L’isolation par l’extérieur ou dans la coulisse permet de conserver l’accessibilité et donc d’utiliser l’inertie thermique des murs extérieurs, ce qui engendre des variations moins rapides du climat intérieur des locaux. L’inertie permet ainsi de limiter les surchauffes en été.

Le mur de façade, lorsqu’il est isolé par l’intérieur, ne peut plus accumuler puis restituer la chaleur (ou la fraîcheur) intérieure, ce qui diminue l’inertie thermique du bâtiment et est favorable en cas d’occupation intermittente.

Contraintes hygrothermiques dans le gros-œuvre

Un système d’isolation par l’extérieur protège le gros-œuvre des pénétrations de pluie, des variations importantes de température journalière et saisonnière ainsi que du gel et donc des contraintes hygrothermiques qui les accompagnent.

Avec une pose d’un isolant par l’intérieur, au contraire, les variations de température journalières et saisonnières sont amplifiées, engendrant des contraintes résultant des variations thermiques et des alternances d’humidification et de séchage des maçonneries. Dans ces conditions, des fissures résultant de mouvements hygrothermiques peuvent difficilement être évitées.

Ces mêmes contraintes peuvent se produire dans le parement lorsqu’on insuffle de l’isolant dans la coulisse. On vérifiera au moins par un test que la brique du parement n’est pas gélive.

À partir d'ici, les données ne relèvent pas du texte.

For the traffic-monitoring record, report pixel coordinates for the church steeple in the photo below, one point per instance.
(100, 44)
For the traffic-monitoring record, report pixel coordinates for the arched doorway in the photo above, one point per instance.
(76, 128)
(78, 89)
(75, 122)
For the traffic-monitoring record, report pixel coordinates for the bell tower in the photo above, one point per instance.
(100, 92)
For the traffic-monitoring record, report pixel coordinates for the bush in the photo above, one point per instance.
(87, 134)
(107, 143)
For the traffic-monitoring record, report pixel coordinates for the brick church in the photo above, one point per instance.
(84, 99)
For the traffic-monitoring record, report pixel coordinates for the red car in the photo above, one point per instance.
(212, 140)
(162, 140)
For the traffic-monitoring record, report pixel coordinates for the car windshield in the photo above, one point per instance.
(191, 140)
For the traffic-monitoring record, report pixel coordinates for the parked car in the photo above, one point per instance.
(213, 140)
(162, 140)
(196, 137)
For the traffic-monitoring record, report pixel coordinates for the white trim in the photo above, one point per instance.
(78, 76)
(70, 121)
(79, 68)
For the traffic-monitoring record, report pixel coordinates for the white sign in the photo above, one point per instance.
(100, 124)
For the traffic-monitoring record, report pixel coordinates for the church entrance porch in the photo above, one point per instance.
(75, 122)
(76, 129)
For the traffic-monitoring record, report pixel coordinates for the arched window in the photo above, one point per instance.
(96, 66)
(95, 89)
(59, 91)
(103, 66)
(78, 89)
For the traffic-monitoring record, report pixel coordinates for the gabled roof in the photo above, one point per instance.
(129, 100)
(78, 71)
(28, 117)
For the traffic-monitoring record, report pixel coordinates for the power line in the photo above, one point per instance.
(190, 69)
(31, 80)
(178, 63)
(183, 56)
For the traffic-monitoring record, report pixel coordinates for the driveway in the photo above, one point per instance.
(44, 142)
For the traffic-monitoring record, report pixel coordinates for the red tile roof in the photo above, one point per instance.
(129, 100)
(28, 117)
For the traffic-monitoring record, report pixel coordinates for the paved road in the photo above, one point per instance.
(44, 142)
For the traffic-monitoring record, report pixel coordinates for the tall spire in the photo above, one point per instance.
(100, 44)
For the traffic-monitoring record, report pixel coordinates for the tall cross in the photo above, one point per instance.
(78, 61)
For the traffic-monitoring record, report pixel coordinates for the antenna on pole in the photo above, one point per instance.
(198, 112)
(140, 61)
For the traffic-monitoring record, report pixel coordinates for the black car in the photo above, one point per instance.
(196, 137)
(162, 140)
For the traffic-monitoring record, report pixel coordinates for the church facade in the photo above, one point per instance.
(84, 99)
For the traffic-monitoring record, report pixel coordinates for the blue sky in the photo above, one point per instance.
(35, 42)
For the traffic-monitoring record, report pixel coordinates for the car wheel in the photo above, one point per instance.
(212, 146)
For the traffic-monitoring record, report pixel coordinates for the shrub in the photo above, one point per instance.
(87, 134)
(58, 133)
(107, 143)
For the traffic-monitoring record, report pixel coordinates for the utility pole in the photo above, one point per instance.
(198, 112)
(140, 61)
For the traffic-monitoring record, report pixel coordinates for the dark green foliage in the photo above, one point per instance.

L’importance des travaux que l’on est prêt à réaliser

L’isolation par l’extérieur ou dans la coulisse permet de ne pas devoir déplacer les conduites et appareils électriques, sanitaires et de chauffage. Par contre, lorsqu’on isole par l’extérieur, étant donné la surépaisseur, des problèmes d’alignement extérieurs doivent être résolus, par exemple au droit des gouttières, des descentes d’eau, des raccords avec les propriétés voisines ou publiques.
Les seuils en pierre doivent être remplacés par des seuils moins épais.
Dans certains cas (exemple : dormant des châssis trop fins, …), il faut remplacer les châssis ou tailler dans les maçonneries.

L’isolation par l’intérieur nécessite le déplacement des appareils électriques, sanitaires et de chauffage placés du côté des murs de façade.

En outre, l’isolation par l’intérieur permet d’isoler un ou plusieurs locaux mais pas nécessairement l’ensemble du bâtiment.


L’esthétique et les contraintes urbanistiques

L’isolation par l’extérieur modifie, en général, l’aspect extérieur du bâtiment. Une demande de permis d’urbanisme est nécessaire. Si le revêtement extérieur est vétuste, ce système améliore l’aspect extérieur.

Remarque : de par son épaisseur, l’isolant posé à l’extérieur fait apparaître les châssis plus enfoncés dans la façade. De même, suivant la pose au niveau du linteau et du retour de baie, la hauteur du dormant du châssis peut paraître moins importante.

Vu les risques liés à l’isolation par l’intérieur, cette technique ne peut se justifier que lorsque l’aspect extérieur doit rester inchangé (briques ou pierres « de caractère »….).

Notons cependant que l’évolution des besoins en matière d’isolation thermique des bâtiments va engendrer nécessairement une modification dans l’expression architecturale extérieure de ceux-ci. Cette évolution est comparable à celle qu’a connu le bâti au cours des siècles suites à l’évolution des techniques constructives et de chauffage, de la densité de la population et des exigences de confort.

L’isolation par remplissage de la coulisse ne modifie en rien l’esthétique de la façade, ni l’aspect de la finition à l’intérieur du bâtiment. Son efficacité est cependant limitée par l’épaisseur disponible pour l’isolant.


L’espace intérieur disponible

L’isolation par l’intérieur diminue l’espace intérieur disponible.

Exemple.

On isole un bâtiment par l’intérieur. Un local de (7 x 4) m², soit 28 m², par exemple, dont 2 des murs sont des murs de façade, une épaisseur de 10 cm d’isolant + finition diminue la surface au sol de 1,09 m², soit 4 %.

Certains locaux étroits peuvent devenir inutilisables. Un WC large de 90 cm se retrouve après transformation large de 78 cm. Et la tête de mur d’un côté de la porte doit être refaite.

 

Problème de l’isolation par l’intérieur des locaux étroits.